I am still loving this project and the yarn. It is just that lace has to beat me up a bit before I can get it right.

Tuesday, 27 January 2009

Malteser

I don't know anyone who doesn't love a chocolate treat as a malteser. Well, I know one who doesn't but I think it is because maltesers don't love her :((

Anyway, today I have taken possession of a glorious laceweight yarn called Angel, from The Natural Dye Studio. I love the yarns that Amanda sells and her delivery is great.

The Natural Dye Studio's Angel, Colourway Roma

'Malteser?', you may ask. Well, this yarn is destined to become a Maltese Shawl by Jane Sowerby [Ravelry link].

This is part of a knit along with the Victorian Lace Today group on Ravelry and Yahoo.

Anyway, I'm off to cast on.

Sunday, 25 January 2009

Last year Oxfam started a campaign to create a giant baby blanket, with each square knitted representing a mother who did not survive pregnancy or childbirth to be able to care for her baby, because she couldn't access the medical care she needed. Each square represents the number of mothers who could have been saved in that time if decent healthcare had been available.

On 17 September, more than 14,000 squares were handed over to the Prime Minister's wife, Sarah Brown, at Number 10.

It wasn't possible to assemble all the squares that were donated into an entire blanket. However, Oxfam is now arranging for the squares to be made into blankets. The finished blankets will then be put on display at galleries, exhibitions, town halls, and other public places - as part of Oxfam's campaign to raise awareness of the lack of decent maternal care in poor countries. Oxfam also plan to sell the blankets in their shops or at festivals to raise cash for Oxfam's work to overcome poverty.
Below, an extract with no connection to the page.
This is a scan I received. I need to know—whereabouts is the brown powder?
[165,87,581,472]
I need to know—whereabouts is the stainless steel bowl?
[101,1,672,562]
I admit I did not knit a single square for this worthwhile campaign. However, I have signed up to sewing a blanket. Each blanket is comprised of 48 squares (6 squares across and 8 down).

Below is the planned layout for the blanket I am working on.




It is lovely to think of all the people who have given their time and love to provide knitted squares. I shall try to sew the blanket with as much care as possible and to weave in caring thoughts for the person who purchases it.